Jakko M. Jakszyk
Son of Glen
Il britannico Jakszyk, attivo dal 1982, pubblica in questo 2025 un album introspettivo che eccelle in classe e raffinatezza. L’artista, militante anche nei King Crimson come singer e chitarrista dal 2013, ha suonato tante cose diverse e oggi ha scritto un album prog non tecnicissimo nonostante sia presente anche un carattere strumentale ineccepibile. A parte alcuni brevi tracce non cantate, il lavoro è quasi tutto incentrato sulle linee melodiche vocali, per raccontarsi e raccontare il suo rapporto con un padre biologico mai conosciuto, appunto il Glen del titolo, pilota statunitense del quale egli scoprì l’identità solo ormai quando morto. Ricordiamo che Jakko fu adottato e si mise a cercare le proprie radici, quindi ha voluto conoscere volontariamente dei genitori di sangue, non è stato un caso, per cui anche un’opera di tale tematica si capisce che derivi da una necessità interiore, e la musica che ne emerge appare in perfetta linea con questa spinta psicologica. Spesso il mood è soffice e morbido, ed è una calma riposante, molto piacevole, fatta per lasciarsi andare e farsi cullare; non annoia mai, non stanca mai. Eppure non è un suono blando, rarefatto, bensì ha il pregio di possedere un certo tono di fondo, dove anche certe accentazioni non vengono lesinate.

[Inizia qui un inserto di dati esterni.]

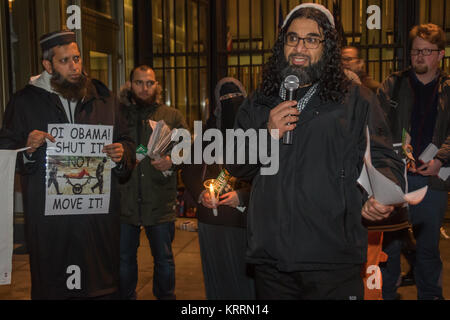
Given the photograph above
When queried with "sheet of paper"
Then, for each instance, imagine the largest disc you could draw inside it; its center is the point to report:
(7, 170)
(381, 188)
(78, 179)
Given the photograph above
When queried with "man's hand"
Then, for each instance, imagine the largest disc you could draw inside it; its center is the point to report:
(283, 117)
(36, 139)
(375, 211)
(162, 164)
(207, 200)
(230, 199)
(114, 151)
(431, 168)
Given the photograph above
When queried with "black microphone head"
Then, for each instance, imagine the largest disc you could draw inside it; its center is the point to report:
(291, 82)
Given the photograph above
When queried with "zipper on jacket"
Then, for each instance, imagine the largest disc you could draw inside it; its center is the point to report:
(139, 168)
(344, 202)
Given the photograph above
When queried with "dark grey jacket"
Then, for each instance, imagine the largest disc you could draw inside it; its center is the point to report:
(148, 198)
(398, 112)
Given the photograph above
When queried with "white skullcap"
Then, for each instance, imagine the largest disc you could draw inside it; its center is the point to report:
(314, 6)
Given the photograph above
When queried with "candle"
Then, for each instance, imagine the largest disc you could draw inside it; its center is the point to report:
(213, 198)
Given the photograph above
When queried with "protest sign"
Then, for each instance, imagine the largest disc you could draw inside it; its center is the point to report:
(78, 174)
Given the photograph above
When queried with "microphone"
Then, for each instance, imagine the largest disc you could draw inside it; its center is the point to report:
(291, 83)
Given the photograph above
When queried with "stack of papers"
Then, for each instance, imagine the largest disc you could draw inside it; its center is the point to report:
(381, 188)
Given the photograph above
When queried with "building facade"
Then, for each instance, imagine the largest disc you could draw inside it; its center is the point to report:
(192, 44)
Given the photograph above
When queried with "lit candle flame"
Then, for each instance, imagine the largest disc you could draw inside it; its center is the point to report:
(211, 190)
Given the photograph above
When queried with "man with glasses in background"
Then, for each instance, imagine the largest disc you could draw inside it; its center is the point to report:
(417, 104)
(148, 198)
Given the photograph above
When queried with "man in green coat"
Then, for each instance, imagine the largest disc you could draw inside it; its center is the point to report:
(148, 197)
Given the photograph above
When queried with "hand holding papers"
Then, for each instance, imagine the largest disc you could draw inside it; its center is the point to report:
(160, 141)
(428, 154)
(381, 188)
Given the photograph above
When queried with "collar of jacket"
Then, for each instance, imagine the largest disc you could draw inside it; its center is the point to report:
(125, 99)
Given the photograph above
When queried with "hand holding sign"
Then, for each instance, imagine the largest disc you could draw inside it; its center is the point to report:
(36, 139)
(114, 151)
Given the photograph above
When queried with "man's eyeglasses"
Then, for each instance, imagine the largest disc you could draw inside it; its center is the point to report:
(293, 39)
(149, 83)
(424, 52)
(349, 59)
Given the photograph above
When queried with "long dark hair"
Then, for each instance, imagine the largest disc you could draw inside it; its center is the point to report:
(333, 81)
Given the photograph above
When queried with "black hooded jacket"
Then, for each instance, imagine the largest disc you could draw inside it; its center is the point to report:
(308, 215)
(56, 243)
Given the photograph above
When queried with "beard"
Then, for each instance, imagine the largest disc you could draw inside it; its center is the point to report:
(306, 75)
(421, 69)
(150, 101)
(72, 91)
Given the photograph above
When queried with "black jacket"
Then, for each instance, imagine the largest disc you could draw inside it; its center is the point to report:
(397, 99)
(148, 198)
(308, 215)
(57, 242)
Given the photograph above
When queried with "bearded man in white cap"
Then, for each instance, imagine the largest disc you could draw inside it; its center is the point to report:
(305, 231)
(71, 256)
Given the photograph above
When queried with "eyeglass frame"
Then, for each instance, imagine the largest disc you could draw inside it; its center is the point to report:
(145, 83)
(303, 39)
(422, 52)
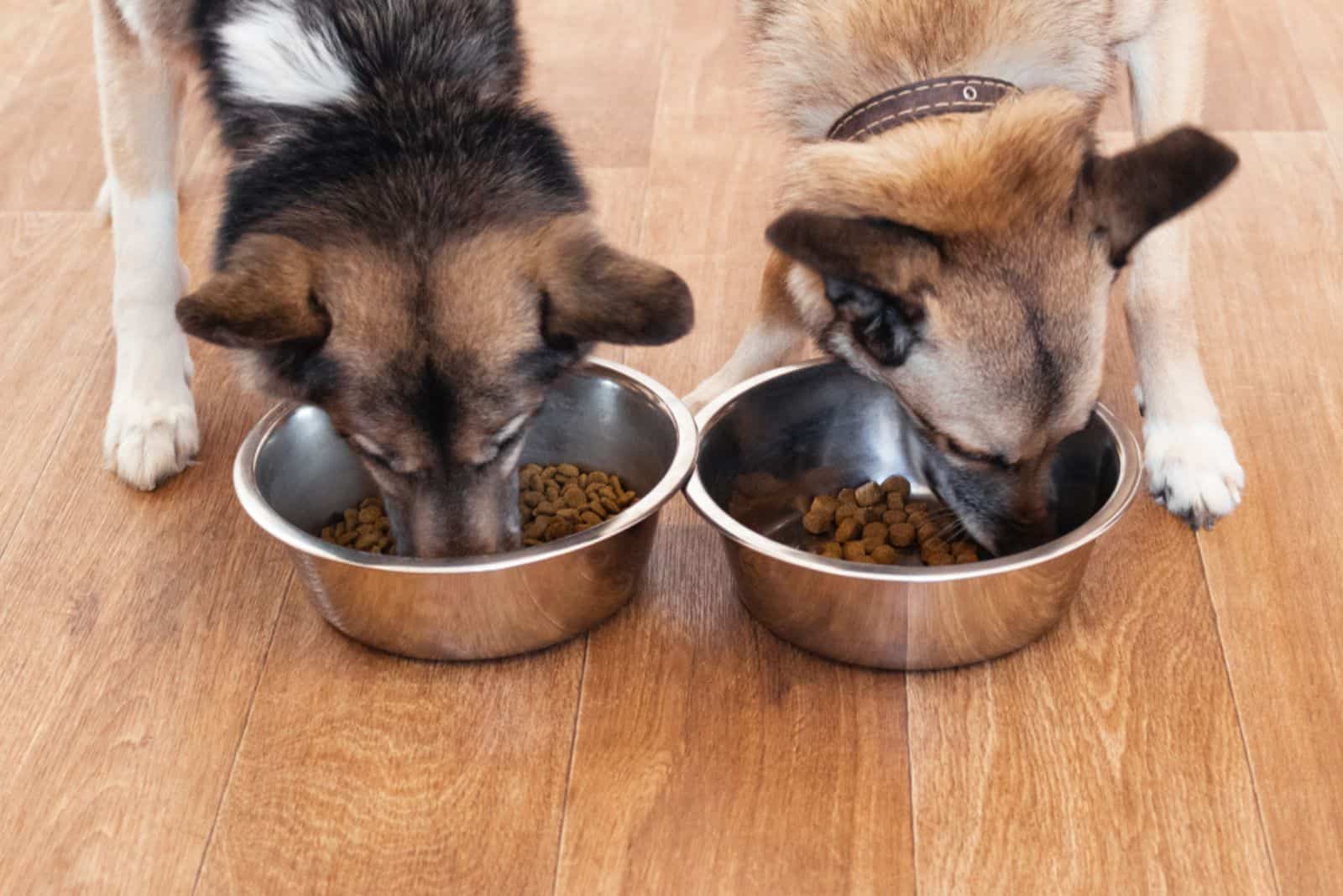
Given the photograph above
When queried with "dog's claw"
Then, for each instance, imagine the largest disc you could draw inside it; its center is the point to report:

La traccia ‘SOMEWHERE BETWEEN THEN AND NOW’ vive dentro una dimensione dinamica la propria quiete, lasciando che vi siano presenti alzate di tono e cambiamenti di stato; la chitarra non tocca virtuosismi particolari anche se notiamo un minimo di shredding presente, ma soprattutto sa essere poetica come la voce, e si aggiunge una netta efficacia ritmica del drumming che si fa tonica in un continuum ficcante. ‘HOW DID I LET YOU GET SO OLD?’ è di una leggerezza affascinante, che crea avvolgenza e suadenti emozioni, dentro s’infilano eleganti input progressive che rendono eterei certi passaggi donando alla linea vocale un sostegno fluido ad un cantato comunque non statico. La suite di oltre 10 minuti di ‘SON OF GLEN’ è il momento più toccante; e qui il tasso prog aumenta riuscendo a creare atmosfere molteplici, mettendoci anche un po’ di sei-corde distorta che fa assaporare parzialmente l’abilità compositiva strumentale dell’autore.
Pur essendo un album prevalentemente di prog-rock, per quanto infarinato di pop e soul, la vaporosità gli fa sfiorare persino il piano-bar, e però è sempre la classe che prevale, e il songwriting associato ad arrangiamenti funzionali lo rendono ricco di feeling artistico. Ci sono suoni classicamente prog, ma non vengono mai estesi a prendere il sopravvento perché ci si attiene molto alla linea melodica cantata; è un prog ancorato fortemente all’ugola così come spesso ha fatto Alan Parson’s Project, sebbene il genere di progressive sia differente. Le corde vocali dell’artista sono delicate, belle e limpide, in grado di modularsi variatamente ma con equilibrio. Nell’insieme il temperamento del disco evita velocizzazioni e temi spessorati di durezza a favore di un più sognante animo di cuore nostalgico. La forza di questo lavoro è la potenzialità atta ad afferrare l’ascoltatore senza imporre adrenalina eccitante ma di saperlo interessare donandogli immagini sonore evocative e comunicative. Davvero un saporoso intimo viaggio.